God had always given him intimations of greatness. The sun and moon and 11 stars bowing to him. His brothers’ sheaves bowing to him. But the way God chose to change him from a shepherd to a prince was the way of pits, dragons and dungeons. The injustices he suffered were part of God’s plan for promotion.
He finally sees it was all God. It was part of God’s plan, God’s drama. His brothers were just bit players in it.
He turned his focus from his brothers to God. And then he was able to forgive his brothers, just bit players in God’s great plan.
· * * *
And so I did that. Turned my focus from those who had hurt me to God. Immense good had come to me on of the different paths I took because of the injustice I had suffered (something I have not written about yet) and the metaphorical pit I was thrown into. I was able to find my path in writing and my creative life. In business and my financial life. Was able to make real money to bless my family, and others. All because the path I had initially chosen, which I now see was not in God’s plan for me, was closed off to me by other people’s scheming, competitiveness, lies, injustice and insecurity.
I am not going to tell the story of the injustice I suffered here, because heck, this blog post is already far too long.
But stories need to be told. That is in their very nature. A story not told is like a light hidden under a bushel.
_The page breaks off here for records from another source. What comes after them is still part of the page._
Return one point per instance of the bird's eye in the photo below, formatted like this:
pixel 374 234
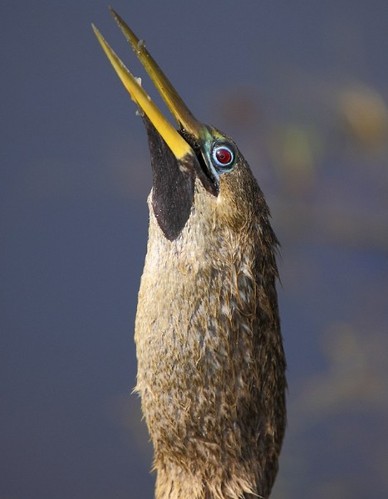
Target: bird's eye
pixel 223 157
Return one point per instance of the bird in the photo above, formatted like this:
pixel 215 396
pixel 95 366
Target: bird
pixel 211 363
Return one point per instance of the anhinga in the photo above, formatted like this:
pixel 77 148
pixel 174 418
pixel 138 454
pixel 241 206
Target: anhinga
pixel 211 366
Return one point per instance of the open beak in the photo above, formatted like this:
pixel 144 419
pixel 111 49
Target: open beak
pixel 188 124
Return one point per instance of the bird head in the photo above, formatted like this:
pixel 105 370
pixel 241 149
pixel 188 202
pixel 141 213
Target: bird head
pixel 195 167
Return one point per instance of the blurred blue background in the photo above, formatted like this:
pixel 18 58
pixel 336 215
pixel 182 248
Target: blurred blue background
pixel 303 87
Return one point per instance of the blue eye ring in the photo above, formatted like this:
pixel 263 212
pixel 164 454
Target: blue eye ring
pixel 223 157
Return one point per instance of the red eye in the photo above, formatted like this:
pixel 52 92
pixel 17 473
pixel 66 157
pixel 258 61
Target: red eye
pixel 223 157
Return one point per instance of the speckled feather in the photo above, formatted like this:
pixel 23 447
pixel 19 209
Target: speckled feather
pixel 211 368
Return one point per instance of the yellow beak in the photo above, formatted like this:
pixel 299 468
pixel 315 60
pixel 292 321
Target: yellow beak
pixel 179 147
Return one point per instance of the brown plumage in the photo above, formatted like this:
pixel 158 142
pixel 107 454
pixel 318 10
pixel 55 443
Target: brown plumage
pixel 211 367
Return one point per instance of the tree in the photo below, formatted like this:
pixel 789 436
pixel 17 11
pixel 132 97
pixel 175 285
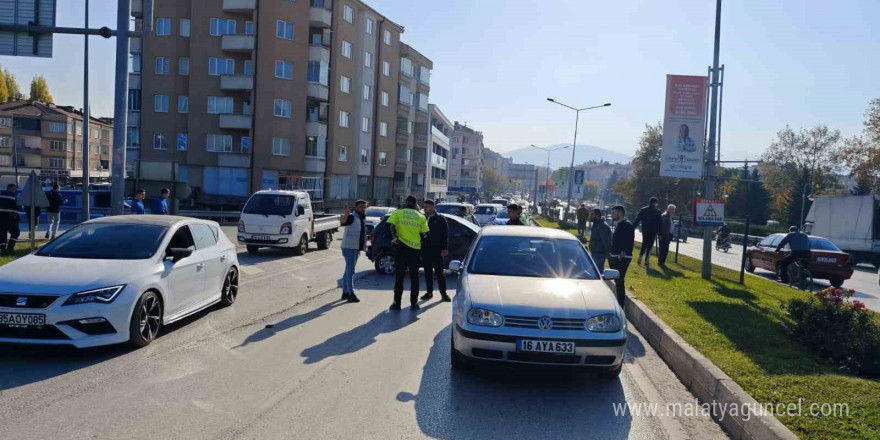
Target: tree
pixel 40 90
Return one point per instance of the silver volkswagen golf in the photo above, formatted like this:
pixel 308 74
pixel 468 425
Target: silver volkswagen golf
pixel 534 295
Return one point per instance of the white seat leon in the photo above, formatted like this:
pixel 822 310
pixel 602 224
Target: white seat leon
pixel 116 279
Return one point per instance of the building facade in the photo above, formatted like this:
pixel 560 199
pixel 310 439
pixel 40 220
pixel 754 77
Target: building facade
pixel 49 140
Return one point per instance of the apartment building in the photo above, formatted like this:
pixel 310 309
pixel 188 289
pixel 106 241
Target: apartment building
pixel 466 159
pixel 49 140
pixel 247 95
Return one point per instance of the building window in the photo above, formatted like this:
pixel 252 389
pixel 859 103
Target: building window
pixel 284 29
pixel 159 141
pixel 160 103
pixel 163 26
pixel 280 147
pixel 283 69
pixel 282 108
pixel 221 66
pixel 163 66
pixel 222 26
pixel 220 105
pixel 343 154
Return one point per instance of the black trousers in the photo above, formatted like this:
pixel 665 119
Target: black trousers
pixel 664 250
pixel 621 265
pixel 647 244
pixel 433 263
pixel 408 259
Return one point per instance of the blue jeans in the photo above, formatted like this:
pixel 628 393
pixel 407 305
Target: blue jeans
pixel 350 256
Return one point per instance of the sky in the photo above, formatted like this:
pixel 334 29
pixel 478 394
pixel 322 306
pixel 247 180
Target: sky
pixel 797 62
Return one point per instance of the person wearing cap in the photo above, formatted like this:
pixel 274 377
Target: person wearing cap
pixel 408 225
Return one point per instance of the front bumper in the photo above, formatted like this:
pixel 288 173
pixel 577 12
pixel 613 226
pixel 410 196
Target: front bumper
pixel 496 347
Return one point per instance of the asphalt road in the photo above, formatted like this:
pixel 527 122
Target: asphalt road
pixel 289 360
pixel 863 281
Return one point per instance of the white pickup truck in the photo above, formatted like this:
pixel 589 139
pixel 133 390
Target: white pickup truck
pixel 284 219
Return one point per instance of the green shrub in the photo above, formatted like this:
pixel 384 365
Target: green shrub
pixel 839 329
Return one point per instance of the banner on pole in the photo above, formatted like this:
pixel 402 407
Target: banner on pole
pixel 684 137
pixel 709 212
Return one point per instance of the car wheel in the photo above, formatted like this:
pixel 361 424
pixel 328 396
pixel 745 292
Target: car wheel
pixel 386 264
pixel 145 320
pixel 230 288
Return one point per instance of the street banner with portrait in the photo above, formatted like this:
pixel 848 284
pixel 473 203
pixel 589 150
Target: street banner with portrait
pixel 684 123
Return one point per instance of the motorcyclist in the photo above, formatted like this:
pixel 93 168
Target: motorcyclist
pixel 799 243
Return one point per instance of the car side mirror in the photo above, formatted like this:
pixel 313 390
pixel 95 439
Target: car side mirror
pixel 610 274
pixel 177 254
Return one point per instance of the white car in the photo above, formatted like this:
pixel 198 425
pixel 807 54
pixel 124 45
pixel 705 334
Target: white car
pixel 534 296
pixel 116 279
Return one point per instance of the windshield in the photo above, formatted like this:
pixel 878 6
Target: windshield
pixel 268 204
pixel 532 257
pixel 483 210
pixel 105 241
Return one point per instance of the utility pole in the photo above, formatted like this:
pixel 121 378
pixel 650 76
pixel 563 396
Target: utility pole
pixel 709 190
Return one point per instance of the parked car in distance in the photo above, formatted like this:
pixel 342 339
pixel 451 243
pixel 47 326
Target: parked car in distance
pixel 380 251
pixel 827 261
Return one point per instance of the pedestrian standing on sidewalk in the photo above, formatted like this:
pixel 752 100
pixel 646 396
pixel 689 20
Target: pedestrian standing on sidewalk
pixel 354 238
pixel 622 244
pixel 649 218
pixel 600 239
pixel 407 227
pixel 55 202
pixel 435 247
pixel 666 234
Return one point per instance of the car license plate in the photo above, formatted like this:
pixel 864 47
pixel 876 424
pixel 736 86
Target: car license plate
pixel 22 320
pixel 545 346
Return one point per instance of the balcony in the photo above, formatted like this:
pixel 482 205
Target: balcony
pixel 238 43
pixel 237 83
pixel 236 122
pixel 239 6
pixel 320 17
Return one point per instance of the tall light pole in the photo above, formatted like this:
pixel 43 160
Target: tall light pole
pixel 547 180
pixel 577 113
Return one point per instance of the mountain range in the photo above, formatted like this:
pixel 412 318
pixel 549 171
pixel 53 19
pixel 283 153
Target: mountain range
pixel 562 158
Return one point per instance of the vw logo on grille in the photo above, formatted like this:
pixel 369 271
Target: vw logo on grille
pixel 545 323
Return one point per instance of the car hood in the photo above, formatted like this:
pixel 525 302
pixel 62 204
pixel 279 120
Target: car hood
pixel 34 274
pixel 527 296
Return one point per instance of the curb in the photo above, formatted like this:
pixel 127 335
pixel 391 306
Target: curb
pixel 704 378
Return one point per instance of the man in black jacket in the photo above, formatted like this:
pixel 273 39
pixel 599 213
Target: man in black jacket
pixel 622 244
pixel 649 218
pixel 435 247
And so I will tell it, when my own wounds have totally healed and my words might bring light, rather than a sword, because using a sword is God’s prerogative, not mine, and he will use it.
* * *
And I forgave. Again. And felt the familiar release of joy and creativity. You see for me , forgiveness is intimately aligned with creativity. When I forgive, I feel joy, and creative ideas flow. When I do not, I feel blocked, creatively, and my joy is blocked.
* * *
I have learnt another thing in my battles with forgiveness. It is two steps forward, one step backward. Two steps forward, one step backward. Slow, faltering, in zigzags.
So because I have forgiven them yesterday does not mean that the emotions of anger will not return. The sense of injustice. Of impotence and humiliation.
I have forgiven far greater wrongs that this one which is still raw. And I will forgive this. In time. With the grace of God which falls like rain on the rocky soil of our hard hearts.
Keep them soft, oh Lord. Deliver us from evil. Deliver us from all the Flights 77 and 11 which our enemies may fly into us. And, guard our hearts, oh Lord. May we never pilot them.